🤖 AI Summary
Class imbalance severely biases model training and undermines evaluation validity across domains. Method: This paper systematically reviews 258 authoritative publications (2003–2023) and proposes the first cross-domain, multi-dimensional taxonomy for imbalance learning—unifying sampling-based methods (e.g., SMOTE, ADASYN), cost-sensitive learning, ensemble techniques (e.g., EasyEnsemble, RUSBoost), deep learning adaptations, and evaluation metrics (F1, G-mean, AUC-PR). Contribution/Results: We construct a full-stack knowledge graph spanning preprocessing, modeling, evaluation, and deployment, and introduce the first evaluation selection guideline tailored to large-scale, real-world imbalanced applications. The framework significantly lowers practical adoption barriers in high-skew domains such as financial risk control and medical diagnosis, while identifying emerging research frontiers—including self-supervised and causal learning integration.
📝 Abstract
For over two decades, detecting rare events has been a challenging task among researchers in the data mining and machine learning domain. Real-life problems inspire researchers to navigate and further improve data processing and algorithmic approaches to achieve effective and computationally efficient methods for imbalanced learning.
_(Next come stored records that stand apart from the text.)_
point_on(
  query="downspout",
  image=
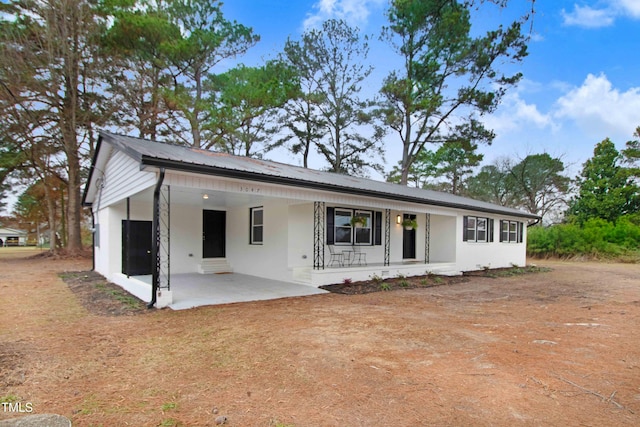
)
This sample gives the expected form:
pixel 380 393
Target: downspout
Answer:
pixel 155 244
pixel 93 241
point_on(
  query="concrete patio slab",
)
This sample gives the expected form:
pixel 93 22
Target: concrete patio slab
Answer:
pixel 194 290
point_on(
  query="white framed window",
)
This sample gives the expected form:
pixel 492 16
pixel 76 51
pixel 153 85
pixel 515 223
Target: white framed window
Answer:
pixel 342 226
pixel 477 229
pixel 511 231
pixel 256 231
pixel 362 231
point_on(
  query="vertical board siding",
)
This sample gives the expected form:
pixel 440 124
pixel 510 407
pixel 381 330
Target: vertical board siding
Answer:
pixel 123 178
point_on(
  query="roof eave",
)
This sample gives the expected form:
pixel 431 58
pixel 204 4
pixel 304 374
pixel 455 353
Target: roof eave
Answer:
pixel 274 179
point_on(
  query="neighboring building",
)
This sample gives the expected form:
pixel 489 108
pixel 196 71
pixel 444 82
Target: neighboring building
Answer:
pixel 162 209
pixel 12 237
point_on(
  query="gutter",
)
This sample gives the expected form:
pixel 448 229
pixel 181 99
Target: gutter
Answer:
pixel 155 249
pixel 536 222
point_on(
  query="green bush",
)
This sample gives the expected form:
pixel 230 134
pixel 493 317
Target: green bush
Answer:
pixel 596 238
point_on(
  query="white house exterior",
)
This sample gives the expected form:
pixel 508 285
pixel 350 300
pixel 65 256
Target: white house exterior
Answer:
pixel 12 237
pixel 163 209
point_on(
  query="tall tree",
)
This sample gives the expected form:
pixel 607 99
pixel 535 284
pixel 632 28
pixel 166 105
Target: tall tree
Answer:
pixel 331 66
pixel 444 169
pixel 207 39
pixel 540 184
pixel 493 184
pixel 606 187
pixel 139 76
pixel 243 115
pixel 52 45
pixel 449 77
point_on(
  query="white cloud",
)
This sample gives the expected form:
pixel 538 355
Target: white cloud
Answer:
pixel 601 110
pixel 588 17
pixel 355 12
pixel 515 114
pixel 593 17
pixel 627 7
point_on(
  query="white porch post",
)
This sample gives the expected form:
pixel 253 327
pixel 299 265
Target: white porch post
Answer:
pixel 427 238
pixel 318 235
pixel 387 235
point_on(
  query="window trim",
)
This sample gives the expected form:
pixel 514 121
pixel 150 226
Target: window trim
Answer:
pixel 253 226
pixel 512 236
pixel 369 227
pixel 475 230
pixel 332 223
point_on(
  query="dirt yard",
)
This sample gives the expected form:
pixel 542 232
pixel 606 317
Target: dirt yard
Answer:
pixel 552 348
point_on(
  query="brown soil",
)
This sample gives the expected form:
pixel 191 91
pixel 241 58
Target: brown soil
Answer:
pixel 552 348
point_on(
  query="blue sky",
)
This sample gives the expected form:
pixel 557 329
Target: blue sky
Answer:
pixel 581 79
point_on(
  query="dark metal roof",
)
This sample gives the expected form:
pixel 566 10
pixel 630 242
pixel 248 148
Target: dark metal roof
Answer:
pixel 176 157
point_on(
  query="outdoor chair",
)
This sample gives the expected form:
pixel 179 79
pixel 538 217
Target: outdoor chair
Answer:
pixel 358 256
pixel 335 257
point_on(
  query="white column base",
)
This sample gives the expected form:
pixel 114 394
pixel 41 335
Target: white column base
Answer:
pixel 163 298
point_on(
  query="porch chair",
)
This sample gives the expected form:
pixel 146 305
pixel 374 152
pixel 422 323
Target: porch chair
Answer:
pixel 358 256
pixel 335 257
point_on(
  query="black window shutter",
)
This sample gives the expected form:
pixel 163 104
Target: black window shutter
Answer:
pixel 520 227
pixel 330 225
pixel 490 220
pixel 377 240
pixel 464 228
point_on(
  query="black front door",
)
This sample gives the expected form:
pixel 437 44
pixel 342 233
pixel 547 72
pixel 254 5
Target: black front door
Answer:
pixel 136 247
pixel 409 240
pixel 213 234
In this paper, we have collected and reviewed 258 peer-reviewed papers from archival journals and conference papers in an attempt to provide an in-depth review of various approaches in imbalanced learning from technical and application perspectives. This work aims to provide a structured review of methods used to address the problem of imbalanced data in various domains and create a general guideline for researchers in academia or industry who want to dive into the broad field of machine learning using large-scale imbalanced data.